Find all pairs $(x, y)$ of integers such that $x \ge 1$ and $y \ge 1$ and $x^{y^2} = y^x$.
work done: if $d = \gcd (x, y)$. then $x = du$ and $y = dv \implies \gcd (u, v) = 1$ and the equation becomes $(du)^dv^2 = (dv)^u$ if $dv^2 = u$ then $u = 1 = v$, $d = 1$ and hence $x = 1 = y \implies (1, 1)$ is one of the solution.
Now my question is, if $dv^2 > u$ and $dv^2 < u$, what are the solutions and how to conclude?
Find all pairs of $(x, y)$ such that $x \ge 1$ and $y \ge 1$ of $x ^{(y^2)} = y^x$.
work done: if $d = \gcd (x, y)$. then $x = du$ and $y = dv\implies \gcd (u, v) = 1$ and the equation becomes $(du)^{(dv^2)} = (dv)^u$ if $dv^2 = u$ then $u = 1 = v$, $d = 1$ and hence $x = 1 = y\implies (1, 1)$ is one of the solutions.
Now my question is, if $dv^2 > u$ and $dv^2 < u$, what are the solutions and how to conclude?
When no one is answering my question.
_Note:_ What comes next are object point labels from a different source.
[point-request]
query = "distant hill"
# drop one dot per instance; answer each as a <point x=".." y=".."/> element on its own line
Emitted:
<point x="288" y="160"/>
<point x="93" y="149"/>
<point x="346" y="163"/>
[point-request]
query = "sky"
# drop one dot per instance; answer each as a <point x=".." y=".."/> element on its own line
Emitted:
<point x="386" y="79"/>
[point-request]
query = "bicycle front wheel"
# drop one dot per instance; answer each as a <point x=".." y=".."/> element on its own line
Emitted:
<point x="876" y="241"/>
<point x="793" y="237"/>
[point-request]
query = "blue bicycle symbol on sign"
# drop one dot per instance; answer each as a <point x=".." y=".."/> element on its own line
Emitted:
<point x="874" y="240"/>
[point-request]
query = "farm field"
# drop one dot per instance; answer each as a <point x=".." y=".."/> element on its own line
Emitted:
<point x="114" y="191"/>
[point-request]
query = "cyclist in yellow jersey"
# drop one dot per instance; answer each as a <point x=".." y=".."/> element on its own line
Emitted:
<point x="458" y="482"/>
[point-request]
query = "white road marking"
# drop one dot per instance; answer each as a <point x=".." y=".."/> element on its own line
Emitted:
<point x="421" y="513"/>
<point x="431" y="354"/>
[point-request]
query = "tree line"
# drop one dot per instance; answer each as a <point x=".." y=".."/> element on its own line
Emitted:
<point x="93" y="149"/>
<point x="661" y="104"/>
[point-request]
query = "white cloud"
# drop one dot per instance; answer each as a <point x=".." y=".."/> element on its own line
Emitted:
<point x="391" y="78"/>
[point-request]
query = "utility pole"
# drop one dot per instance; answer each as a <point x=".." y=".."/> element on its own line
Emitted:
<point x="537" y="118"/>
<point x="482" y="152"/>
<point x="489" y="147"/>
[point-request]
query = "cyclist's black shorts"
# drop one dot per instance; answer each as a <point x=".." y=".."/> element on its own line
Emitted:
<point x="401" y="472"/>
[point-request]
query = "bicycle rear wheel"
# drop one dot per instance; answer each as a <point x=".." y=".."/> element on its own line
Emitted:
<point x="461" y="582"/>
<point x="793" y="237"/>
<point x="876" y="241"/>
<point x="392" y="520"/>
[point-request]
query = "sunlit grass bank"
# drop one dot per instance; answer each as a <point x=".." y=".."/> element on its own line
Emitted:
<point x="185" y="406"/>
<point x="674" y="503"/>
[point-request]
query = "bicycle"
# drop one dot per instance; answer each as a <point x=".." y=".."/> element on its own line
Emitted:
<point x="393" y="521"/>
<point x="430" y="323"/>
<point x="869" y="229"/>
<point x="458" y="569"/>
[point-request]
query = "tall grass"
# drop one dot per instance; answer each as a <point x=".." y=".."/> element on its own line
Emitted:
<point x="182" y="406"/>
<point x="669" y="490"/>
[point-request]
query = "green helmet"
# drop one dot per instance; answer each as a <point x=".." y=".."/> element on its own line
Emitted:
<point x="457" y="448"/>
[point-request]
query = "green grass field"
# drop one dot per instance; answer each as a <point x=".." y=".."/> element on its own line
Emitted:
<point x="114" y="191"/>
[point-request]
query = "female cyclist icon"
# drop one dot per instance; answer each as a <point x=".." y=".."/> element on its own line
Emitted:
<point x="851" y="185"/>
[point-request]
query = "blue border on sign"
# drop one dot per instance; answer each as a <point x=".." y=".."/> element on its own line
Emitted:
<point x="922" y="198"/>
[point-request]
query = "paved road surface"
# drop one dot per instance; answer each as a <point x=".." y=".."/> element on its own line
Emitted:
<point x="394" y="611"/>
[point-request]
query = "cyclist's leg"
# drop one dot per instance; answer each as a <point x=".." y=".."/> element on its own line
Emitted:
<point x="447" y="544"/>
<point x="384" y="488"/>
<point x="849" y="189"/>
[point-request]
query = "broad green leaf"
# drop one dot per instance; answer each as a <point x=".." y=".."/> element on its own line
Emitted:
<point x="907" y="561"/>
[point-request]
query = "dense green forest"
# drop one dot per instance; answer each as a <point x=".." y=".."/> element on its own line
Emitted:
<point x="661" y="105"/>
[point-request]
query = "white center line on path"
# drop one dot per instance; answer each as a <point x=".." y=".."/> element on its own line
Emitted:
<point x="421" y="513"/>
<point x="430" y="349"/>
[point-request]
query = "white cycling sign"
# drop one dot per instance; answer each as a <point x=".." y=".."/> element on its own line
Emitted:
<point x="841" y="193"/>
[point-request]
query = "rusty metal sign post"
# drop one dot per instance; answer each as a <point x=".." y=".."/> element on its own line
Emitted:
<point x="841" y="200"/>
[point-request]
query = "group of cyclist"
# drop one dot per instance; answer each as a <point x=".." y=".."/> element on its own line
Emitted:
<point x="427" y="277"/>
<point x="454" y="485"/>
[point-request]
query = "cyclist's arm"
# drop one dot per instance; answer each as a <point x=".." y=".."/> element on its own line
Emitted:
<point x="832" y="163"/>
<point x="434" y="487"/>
I tried my self and I got the same answer what Zander got. Okay! let me explain.
if d$v^2$ > u, the equation becomes d^(dv^2-u) . u^(dv^2) = $v^u$ => u|v, so u = 1. Similarly we have; d^(dv^2-1) = v. In this case d= 1 gives us v = 1 and x = 1= y as we said earlier. For d > or = 2, there is no solution as d^(dv^2-1) > or = 2^(2v^2-1) > v.
if d$v^2$ < u, the equation becomes u^(dv^2)=d^(u-dv^2) v^u => v|u, so v = 1. Similarly,
$u^d$ = d^(u-d).....(1)
Note that, d = d$v^2$ < u, from (1) we have d < u - d => u > 2d. write u = (p_1)^(t_1)...(p_n)^(t^n) and d = (p_1)^(s_1)...(p_n)^(s^n) and putting in (1) and comparing powers we see;
d(t_i)= (u-d)(s_i) => (s_i) < (t_i) for all i => d|u. write u = kd, where k > or = 3, is an integer from (1), we have; k = d^(k-2). If k = 3, we see d = 3, u = 9, v = 1, x = 27, y = 3. Then we have (27, 3 ) is one of the solution.
If k = 4, we have d= 2, u = 8, v = 1, x = 16 and y = 2. So we have (16, 2) as the other solution. Also, when k = 5 or > 5, there is no solution as d^(k-2)> or = 2^(k-2) > k.
Finally, we have only three solutions. Those are (1, 1), (27, 3) and (16, 2)